Haibo Yuan

The impact of Ca2+ combination with organic acids on green tea infusions

The effect of Ca(2+) in brewing water on the organic acid content, turbidity, and formation of tea cream and sediment in green tea infusions was studied. When the Ca(2+) concentration of the brewing water was >40 mg L(-1), the green tea infusion became more turbid. The turbidity of the tea infusion was highly negatively correlated with the contents of oxalic acid (R=-0.89, p<0.01), quinic acid (R=-0.90, p<0.01) and tartaric acid (R=-0.82, p<0.01). Oxalic acid on its own interacted with Ca(2+) at low concentrations, whereas polyphenols and protein did not. In conclusion, Ca(2+) in brewing water influences the quality of a tea infusion by inducing tea cream and sediment formation from combination of Ca(2+) and organic acids, such as oxalic acid, quinic acid and tartaric acid. Ca(2+) and oxalate are the main metal ion and anion, respectively, involved in tea cream and sediment formation on tea infusion cooling or concentrating.
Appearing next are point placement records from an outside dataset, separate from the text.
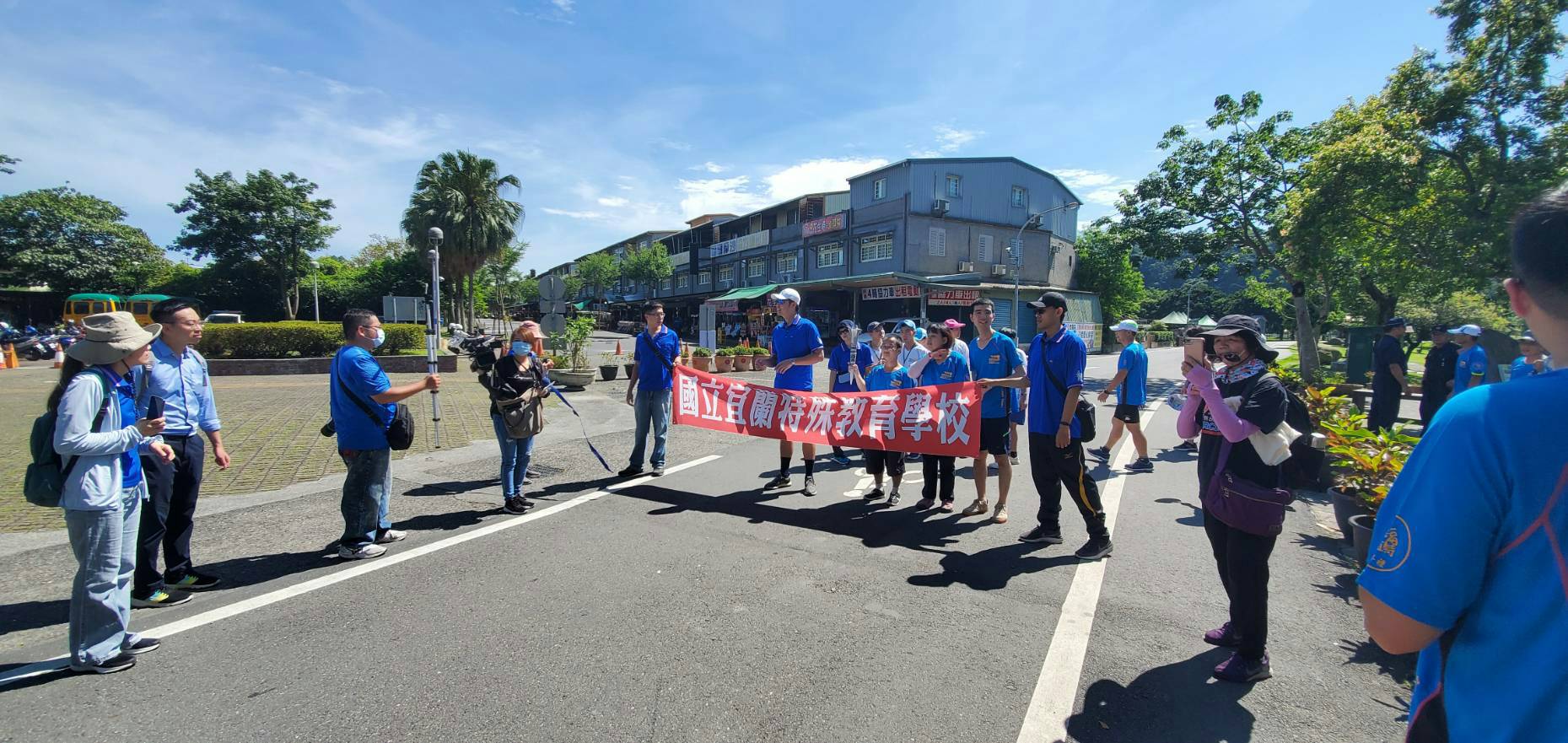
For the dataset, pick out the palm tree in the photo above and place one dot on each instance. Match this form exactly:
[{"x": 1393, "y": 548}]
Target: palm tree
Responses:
[{"x": 461, "y": 193}]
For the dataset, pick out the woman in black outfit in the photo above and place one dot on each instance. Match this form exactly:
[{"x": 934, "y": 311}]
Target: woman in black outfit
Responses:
[{"x": 1241, "y": 557}]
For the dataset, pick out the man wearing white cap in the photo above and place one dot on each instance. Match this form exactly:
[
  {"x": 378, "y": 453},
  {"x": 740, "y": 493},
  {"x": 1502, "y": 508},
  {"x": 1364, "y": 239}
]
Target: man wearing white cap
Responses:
[
  {"x": 797, "y": 345},
  {"x": 1131, "y": 385},
  {"x": 1471, "y": 369}
]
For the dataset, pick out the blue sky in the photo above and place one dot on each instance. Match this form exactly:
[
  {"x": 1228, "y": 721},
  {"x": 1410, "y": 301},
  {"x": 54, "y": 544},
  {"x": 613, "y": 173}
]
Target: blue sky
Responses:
[{"x": 631, "y": 116}]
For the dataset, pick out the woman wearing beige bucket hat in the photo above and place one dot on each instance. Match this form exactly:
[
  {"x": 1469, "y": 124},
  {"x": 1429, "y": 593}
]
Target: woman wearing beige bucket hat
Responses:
[{"x": 100, "y": 439}]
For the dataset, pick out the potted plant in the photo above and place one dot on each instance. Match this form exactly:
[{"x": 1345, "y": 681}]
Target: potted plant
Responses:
[
  {"x": 701, "y": 358},
  {"x": 609, "y": 367},
  {"x": 1365, "y": 467}
]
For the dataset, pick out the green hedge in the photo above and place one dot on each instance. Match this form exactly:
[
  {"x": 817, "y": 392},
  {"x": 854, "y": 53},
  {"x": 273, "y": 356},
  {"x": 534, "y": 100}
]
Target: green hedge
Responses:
[{"x": 297, "y": 339}]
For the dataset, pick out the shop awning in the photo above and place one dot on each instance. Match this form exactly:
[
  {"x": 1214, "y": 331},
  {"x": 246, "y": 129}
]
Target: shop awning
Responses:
[{"x": 745, "y": 293}]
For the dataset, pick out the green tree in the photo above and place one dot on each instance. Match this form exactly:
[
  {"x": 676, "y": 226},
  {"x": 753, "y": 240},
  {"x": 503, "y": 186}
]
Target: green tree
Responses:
[
  {"x": 1104, "y": 266},
  {"x": 461, "y": 193},
  {"x": 267, "y": 220},
  {"x": 74, "y": 242},
  {"x": 598, "y": 272}
]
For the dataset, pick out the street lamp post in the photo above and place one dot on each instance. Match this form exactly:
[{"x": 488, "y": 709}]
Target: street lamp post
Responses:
[{"x": 1018, "y": 253}]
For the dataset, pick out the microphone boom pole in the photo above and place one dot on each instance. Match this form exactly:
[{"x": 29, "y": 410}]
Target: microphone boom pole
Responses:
[{"x": 434, "y": 331}]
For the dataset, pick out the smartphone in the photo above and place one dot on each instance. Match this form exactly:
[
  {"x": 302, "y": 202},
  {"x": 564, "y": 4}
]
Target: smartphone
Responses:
[{"x": 1194, "y": 352}]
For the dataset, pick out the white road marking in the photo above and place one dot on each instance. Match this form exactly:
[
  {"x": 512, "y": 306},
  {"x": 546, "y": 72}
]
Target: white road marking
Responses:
[
  {"x": 164, "y": 631},
  {"x": 1056, "y": 693}
]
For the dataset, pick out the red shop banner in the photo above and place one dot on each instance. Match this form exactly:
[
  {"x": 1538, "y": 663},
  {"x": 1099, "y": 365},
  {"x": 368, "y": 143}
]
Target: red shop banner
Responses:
[{"x": 930, "y": 421}]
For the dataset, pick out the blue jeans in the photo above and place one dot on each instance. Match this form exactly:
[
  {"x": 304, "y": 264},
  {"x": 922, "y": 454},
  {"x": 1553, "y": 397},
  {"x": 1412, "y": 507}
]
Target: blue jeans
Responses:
[
  {"x": 515, "y": 455},
  {"x": 367, "y": 493},
  {"x": 651, "y": 406},
  {"x": 105, "y": 549}
]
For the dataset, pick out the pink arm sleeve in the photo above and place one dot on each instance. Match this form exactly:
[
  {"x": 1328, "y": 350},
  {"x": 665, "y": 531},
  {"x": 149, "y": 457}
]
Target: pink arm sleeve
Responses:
[{"x": 1231, "y": 427}]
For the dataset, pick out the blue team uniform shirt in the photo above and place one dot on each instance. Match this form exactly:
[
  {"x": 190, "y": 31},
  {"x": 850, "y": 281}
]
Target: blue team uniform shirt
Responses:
[
  {"x": 1067, "y": 354},
  {"x": 1134, "y": 389},
  {"x": 881, "y": 378},
  {"x": 998, "y": 359},
  {"x": 1473, "y": 361},
  {"x": 364, "y": 378},
  {"x": 839, "y": 365},
  {"x": 792, "y": 341},
  {"x": 653, "y": 374},
  {"x": 952, "y": 370},
  {"x": 1467, "y": 533}
]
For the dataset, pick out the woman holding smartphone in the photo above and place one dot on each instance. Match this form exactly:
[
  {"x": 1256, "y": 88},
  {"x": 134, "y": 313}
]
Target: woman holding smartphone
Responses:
[
  {"x": 98, "y": 439},
  {"x": 1241, "y": 557}
]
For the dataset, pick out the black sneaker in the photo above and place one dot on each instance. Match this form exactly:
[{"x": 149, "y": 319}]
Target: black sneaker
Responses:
[
  {"x": 144, "y": 644},
  {"x": 193, "y": 582},
  {"x": 160, "y": 599},
  {"x": 121, "y": 662},
  {"x": 1042, "y": 535},
  {"x": 1095, "y": 547}
]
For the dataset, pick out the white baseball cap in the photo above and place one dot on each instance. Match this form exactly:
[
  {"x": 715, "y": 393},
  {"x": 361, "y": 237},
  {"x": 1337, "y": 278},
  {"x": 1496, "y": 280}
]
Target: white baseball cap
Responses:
[
  {"x": 1467, "y": 330},
  {"x": 789, "y": 295}
]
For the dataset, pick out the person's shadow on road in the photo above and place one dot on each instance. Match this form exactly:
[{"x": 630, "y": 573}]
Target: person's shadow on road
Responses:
[{"x": 1168, "y": 703}]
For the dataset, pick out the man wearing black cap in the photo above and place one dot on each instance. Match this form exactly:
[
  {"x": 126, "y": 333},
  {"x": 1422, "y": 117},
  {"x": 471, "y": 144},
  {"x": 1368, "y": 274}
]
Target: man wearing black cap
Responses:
[
  {"x": 1056, "y": 443},
  {"x": 1388, "y": 377}
]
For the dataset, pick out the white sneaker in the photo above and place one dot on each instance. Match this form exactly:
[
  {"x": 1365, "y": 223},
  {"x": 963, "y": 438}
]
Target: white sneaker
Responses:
[
  {"x": 391, "y": 536},
  {"x": 363, "y": 552}
]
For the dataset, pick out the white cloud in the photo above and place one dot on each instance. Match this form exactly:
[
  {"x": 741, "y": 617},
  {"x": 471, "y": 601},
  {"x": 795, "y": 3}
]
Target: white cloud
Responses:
[
  {"x": 574, "y": 215},
  {"x": 816, "y": 176}
]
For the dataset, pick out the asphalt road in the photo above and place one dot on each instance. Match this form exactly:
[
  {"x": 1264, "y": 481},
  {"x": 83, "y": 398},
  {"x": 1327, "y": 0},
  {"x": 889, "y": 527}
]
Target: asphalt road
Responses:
[{"x": 697, "y": 609}]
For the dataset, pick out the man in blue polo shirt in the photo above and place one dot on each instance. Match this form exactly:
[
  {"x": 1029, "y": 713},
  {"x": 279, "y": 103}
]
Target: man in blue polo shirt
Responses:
[
  {"x": 653, "y": 377},
  {"x": 1467, "y": 560},
  {"x": 363, "y": 403},
  {"x": 1056, "y": 443},
  {"x": 1471, "y": 367},
  {"x": 797, "y": 345}
]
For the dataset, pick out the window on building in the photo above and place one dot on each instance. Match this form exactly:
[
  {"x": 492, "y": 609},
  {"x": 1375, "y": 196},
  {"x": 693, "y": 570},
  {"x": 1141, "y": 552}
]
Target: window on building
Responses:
[
  {"x": 786, "y": 262},
  {"x": 830, "y": 256},
  {"x": 876, "y": 248}
]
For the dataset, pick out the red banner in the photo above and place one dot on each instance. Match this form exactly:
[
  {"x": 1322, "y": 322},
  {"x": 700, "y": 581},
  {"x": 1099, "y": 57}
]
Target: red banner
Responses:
[{"x": 929, "y": 421}]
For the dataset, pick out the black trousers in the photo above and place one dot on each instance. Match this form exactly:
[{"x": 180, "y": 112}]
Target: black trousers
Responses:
[
  {"x": 1244, "y": 569},
  {"x": 936, "y": 471},
  {"x": 170, "y": 513},
  {"x": 1056, "y": 467},
  {"x": 1385, "y": 406}
]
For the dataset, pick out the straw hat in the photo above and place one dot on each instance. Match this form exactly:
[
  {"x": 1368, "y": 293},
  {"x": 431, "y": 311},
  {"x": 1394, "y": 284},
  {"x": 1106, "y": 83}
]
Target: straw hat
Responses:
[{"x": 110, "y": 337}]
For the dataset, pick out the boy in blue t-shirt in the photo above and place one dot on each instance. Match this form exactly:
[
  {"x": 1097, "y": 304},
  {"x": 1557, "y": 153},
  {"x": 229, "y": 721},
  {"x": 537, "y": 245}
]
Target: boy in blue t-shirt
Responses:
[
  {"x": 1467, "y": 560},
  {"x": 883, "y": 377},
  {"x": 1133, "y": 390}
]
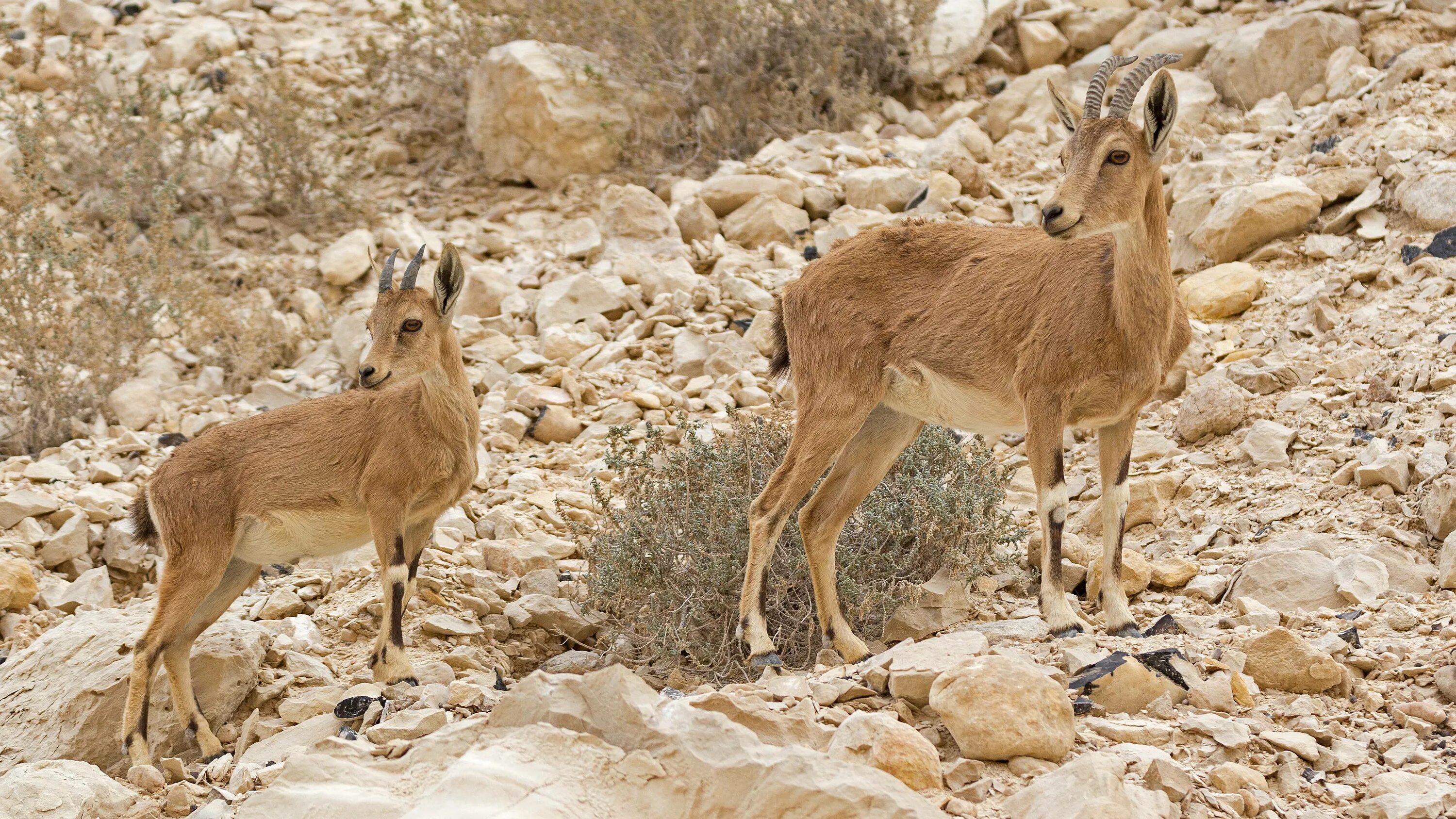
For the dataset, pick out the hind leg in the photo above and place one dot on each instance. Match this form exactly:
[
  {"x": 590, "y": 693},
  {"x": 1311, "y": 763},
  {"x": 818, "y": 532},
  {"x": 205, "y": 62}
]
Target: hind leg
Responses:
[
  {"x": 188, "y": 579},
  {"x": 238, "y": 576},
  {"x": 860, "y": 467}
]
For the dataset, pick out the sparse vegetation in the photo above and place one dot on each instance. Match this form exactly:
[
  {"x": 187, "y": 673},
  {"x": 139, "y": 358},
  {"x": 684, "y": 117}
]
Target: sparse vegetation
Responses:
[{"x": 669, "y": 553}]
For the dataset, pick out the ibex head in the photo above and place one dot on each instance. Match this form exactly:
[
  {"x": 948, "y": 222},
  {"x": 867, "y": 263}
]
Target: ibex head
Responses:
[
  {"x": 410, "y": 325},
  {"x": 1110, "y": 164}
]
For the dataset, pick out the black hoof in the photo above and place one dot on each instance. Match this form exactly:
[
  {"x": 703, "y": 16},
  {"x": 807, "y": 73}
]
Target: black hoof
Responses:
[{"x": 766, "y": 661}]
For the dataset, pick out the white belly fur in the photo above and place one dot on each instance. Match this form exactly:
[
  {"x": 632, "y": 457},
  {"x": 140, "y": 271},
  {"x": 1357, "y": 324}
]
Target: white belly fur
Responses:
[
  {"x": 934, "y": 398},
  {"x": 287, "y": 537}
]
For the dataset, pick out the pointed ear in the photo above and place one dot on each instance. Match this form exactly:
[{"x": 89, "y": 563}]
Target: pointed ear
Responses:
[
  {"x": 1066, "y": 113},
  {"x": 449, "y": 280},
  {"x": 1159, "y": 113}
]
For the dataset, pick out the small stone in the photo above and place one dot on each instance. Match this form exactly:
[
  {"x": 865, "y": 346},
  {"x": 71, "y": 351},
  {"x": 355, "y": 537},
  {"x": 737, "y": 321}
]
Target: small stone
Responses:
[
  {"x": 1362, "y": 579},
  {"x": 1215, "y": 407},
  {"x": 999, "y": 707},
  {"x": 1283, "y": 661},
  {"x": 408, "y": 725},
  {"x": 347, "y": 258},
  {"x": 450, "y": 626},
  {"x": 881, "y": 741},
  {"x": 1221, "y": 292}
]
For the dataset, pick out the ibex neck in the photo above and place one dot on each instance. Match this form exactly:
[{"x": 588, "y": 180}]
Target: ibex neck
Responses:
[{"x": 1142, "y": 278}]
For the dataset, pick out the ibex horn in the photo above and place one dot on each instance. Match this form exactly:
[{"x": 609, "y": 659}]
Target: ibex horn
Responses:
[
  {"x": 413, "y": 270},
  {"x": 1127, "y": 89},
  {"x": 1097, "y": 92},
  {"x": 386, "y": 276}
]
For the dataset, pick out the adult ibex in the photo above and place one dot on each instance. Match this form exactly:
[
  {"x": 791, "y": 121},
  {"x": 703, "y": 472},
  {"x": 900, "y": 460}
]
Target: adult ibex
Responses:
[
  {"x": 992, "y": 331},
  {"x": 314, "y": 479}
]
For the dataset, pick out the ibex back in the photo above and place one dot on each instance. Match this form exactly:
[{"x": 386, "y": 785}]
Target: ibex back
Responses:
[
  {"x": 314, "y": 479},
  {"x": 986, "y": 329}
]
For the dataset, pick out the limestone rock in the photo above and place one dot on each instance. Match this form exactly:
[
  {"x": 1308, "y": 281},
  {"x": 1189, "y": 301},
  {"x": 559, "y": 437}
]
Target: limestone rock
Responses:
[
  {"x": 881, "y": 741},
  {"x": 1280, "y": 54},
  {"x": 998, "y": 707},
  {"x": 1267, "y": 444},
  {"x": 1088, "y": 787},
  {"x": 765, "y": 220},
  {"x": 727, "y": 194},
  {"x": 1215, "y": 407},
  {"x": 535, "y": 114},
  {"x": 196, "y": 41},
  {"x": 136, "y": 402},
  {"x": 1360, "y": 579},
  {"x": 63, "y": 789},
  {"x": 1283, "y": 661},
  {"x": 73, "y": 709},
  {"x": 579, "y": 297},
  {"x": 22, "y": 504},
  {"x": 915, "y": 668},
  {"x": 1221, "y": 292},
  {"x": 348, "y": 258},
  {"x": 1291, "y": 581},
  {"x": 1439, "y": 508},
  {"x": 889, "y": 187},
  {"x": 1248, "y": 216},
  {"x": 17, "y": 584}
]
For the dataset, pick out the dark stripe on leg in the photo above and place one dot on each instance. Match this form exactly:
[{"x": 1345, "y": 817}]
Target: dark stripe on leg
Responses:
[{"x": 397, "y": 614}]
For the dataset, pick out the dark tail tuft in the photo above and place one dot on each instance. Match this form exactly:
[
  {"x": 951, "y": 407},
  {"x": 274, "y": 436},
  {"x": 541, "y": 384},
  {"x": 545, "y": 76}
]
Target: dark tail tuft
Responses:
[
  {"x": 779, "y": 364},
  {"x": 140, "y": 518}
]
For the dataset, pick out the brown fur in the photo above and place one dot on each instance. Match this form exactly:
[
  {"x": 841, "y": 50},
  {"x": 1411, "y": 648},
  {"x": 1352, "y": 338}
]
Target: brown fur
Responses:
[
  {"x": 312, "y": 479},
  {"x": 986, "y": 329}
]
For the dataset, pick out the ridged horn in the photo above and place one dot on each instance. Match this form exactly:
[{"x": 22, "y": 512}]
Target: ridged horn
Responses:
[
  {"x": 1097, "y": 92},
  {"x": 1127, "y": 89},
  {"x": 386, "y": 274},
  {"x": 413, "y": 270}
]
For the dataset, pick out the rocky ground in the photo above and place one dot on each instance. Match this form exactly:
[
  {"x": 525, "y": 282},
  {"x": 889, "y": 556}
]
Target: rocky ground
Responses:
[{"x": 1291, "y": 521}]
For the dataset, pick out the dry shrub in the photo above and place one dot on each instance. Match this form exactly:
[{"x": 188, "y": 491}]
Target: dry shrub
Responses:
[
  {"x": 726, "y": 78},
  {"x": 669, "y": 553}
]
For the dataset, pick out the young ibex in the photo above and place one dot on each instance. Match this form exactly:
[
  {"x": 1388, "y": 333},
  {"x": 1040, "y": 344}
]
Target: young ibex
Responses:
[
  {"x": 992, "y": 331},
  {"x": 314, "y": 479}
]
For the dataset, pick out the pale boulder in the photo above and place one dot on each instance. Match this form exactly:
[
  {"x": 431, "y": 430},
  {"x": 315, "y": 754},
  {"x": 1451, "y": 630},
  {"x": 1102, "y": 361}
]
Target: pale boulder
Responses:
[
  {"x": 727, "y": 194},
  {"x": 63, "y": 789},
  {"x": 1291, "y": 581},
  {"x": 1250, "y": 216},
  {"x": 765, "y": 220},
  {"x": 1221, "y": 292},
  {"x": 998, "y": 707},
  {"x": 347, "y": 258},
  {"x": 1280, "y": 54},
  {"x": 881, "y": 741},
  {"x": 535, "y": 114},
  {"x": 887, "y": 187},
  {"x": 72, "y": 710}
]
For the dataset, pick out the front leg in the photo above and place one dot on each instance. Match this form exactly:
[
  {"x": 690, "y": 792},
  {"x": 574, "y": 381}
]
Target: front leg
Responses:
[
  {"x": 1044, "y": 425},
  {"x": 1114, "y": 456},
  {"x": 388, "y": 662}
]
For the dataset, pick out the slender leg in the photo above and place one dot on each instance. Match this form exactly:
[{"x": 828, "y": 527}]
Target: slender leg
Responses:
[
  {"x": 188, "y": 579},
  {"x": 1044, "y": 425},
  {"x": 177, "y": 656},
  {"x": 1114, "y": 456},
  {"x": 389, "y": 662},
  {"x": 820, "y": 432},
  {"x": 858, "y": 469}
]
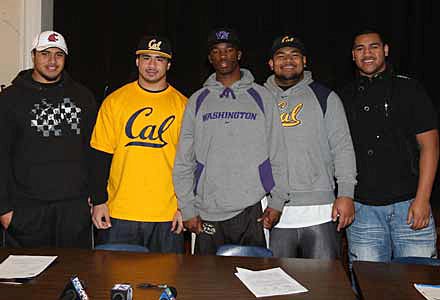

Analysis of cream formation in green tea concentrates with different solid concentrations

The formation of tea cream in the green tea concentrates of different solid concentrations (5, 10, 20, 30, 40, 50 and 60°Brix) was investigated. The results showed a good positive correlation (γ = 0.98, p ≤ 0.05) between the amount of tea cream and the solid concentrations from 5 to 40°Brix, while the amount of tea cream in the tea concentrates of 50 and 60°Brix decreased acutely. Total sugar, caffeine and catechins were found to be the main chemical components of tea cream in the green tea concentrate. The large decrease of the amount of tea cream in the tea concentrates of 50 and 60°Brix may be induced by a sharp increase of the viscosity of the tea concentrates, which helped to improve the stability of tea concentrate. It may be indicated that the stability of green tea concentrate enhanced when the concentration higher than 50°Brix, which helped to restrain the formation of tea cream.

The major factors influencing the formation of sediments in reconstituted green tea infusion

The effects of Ca(2+), caffeine and polyphenols on the formation of reversible tea sediments (RTS) and irreversible tea sediments (IRS) in green tea infusion were studied. Adding Ca(2+) (2 mmol/l) was found to increase the formation of RTS by 8% and IRS by 92%, while adding chelating ions of Na2EDTA significantly decreased the amount of RTS by 14.6%, but not the amount of IRS. Under acid conditions, Ca(2+) combined with oxalic ions to form indissoluble oxalate that is the principal constituent of IRS, despite the existence of the chelating ions. Decaffeination largely inhibited the formation of RTS (73%) and IRS (60%), even in the presence of Ca(2+). The amount of sediment could be reduced by removing polyphenols using polyvinyl-polypyrrolidone. The results suggest that sediment formation in green tea infusions can be inhibited by lowering the concentration of Ca(2+), caffeine or polyphenols.

Irreversible Sediment Formation in Green Tea Infusions

The formation of irreversible tea sediment (IRS) and its chemical components in green tea infusions were investigated. The results showed that the amounts of IRS in the green tea infusions from various tea cultivars ranged from 0.10 to 1.47 mg/mL. The amount of IRS was influenced remarkably by the chemical components in the green tea infusion. Principal component analysis and regression analysis indicated that gallated catechins, Mn, Ca, caffeine, Na, and (-)-gallocatechin gallate (GCG) were the principal components. IRS (mg/mL) = -4.226 + 0.275 gallated catechins + 79.551 Na + 7.321 Mn + 21.055 Ca + 0.513 caffeine - 0.129 GCG (R2 = 0.697). The contents of the main chemical components in the reversible tea sediment (RTS) and IRS were markedly different, especially the minerals. Large amount of minerals participated in the formation of irreversible green tea sediment. The amount of IRS increased with the extraction temperature.

Sediments in concentrated green tea during low-temperature storage

The formation and the main chemical components of sediments, including reversible tea sediments (RTS) and irreversible tea sediments (IRS), in concentrated green tea during low-temperature storage were studied. RTS was mainly formed in the first 10 days, and IRS was mainly formed between 20 and 40 days of storage. The RTS were the primary sediment, contributing more than 90% of the total sediment. The RTS comprised of polyphenols, total sugar, caffeine, flavones and proteins, while the IRS mainly comprised of oxalates of Ca, Mg, Ga and Mn. The total mineral content in the IRS (17.1%) was much higher than that in the RTS (2.6%) after 80 days of storage. The Ca, Mg, Mn and Ga contents in IRS were over 1.0% (w/w) each. About 75% of the IRS was soluble in 0.1 M aqueous HCl, with the oxalate accounting for 68%. Minerals and oxalic acid were the crucial factors in the IRS formation.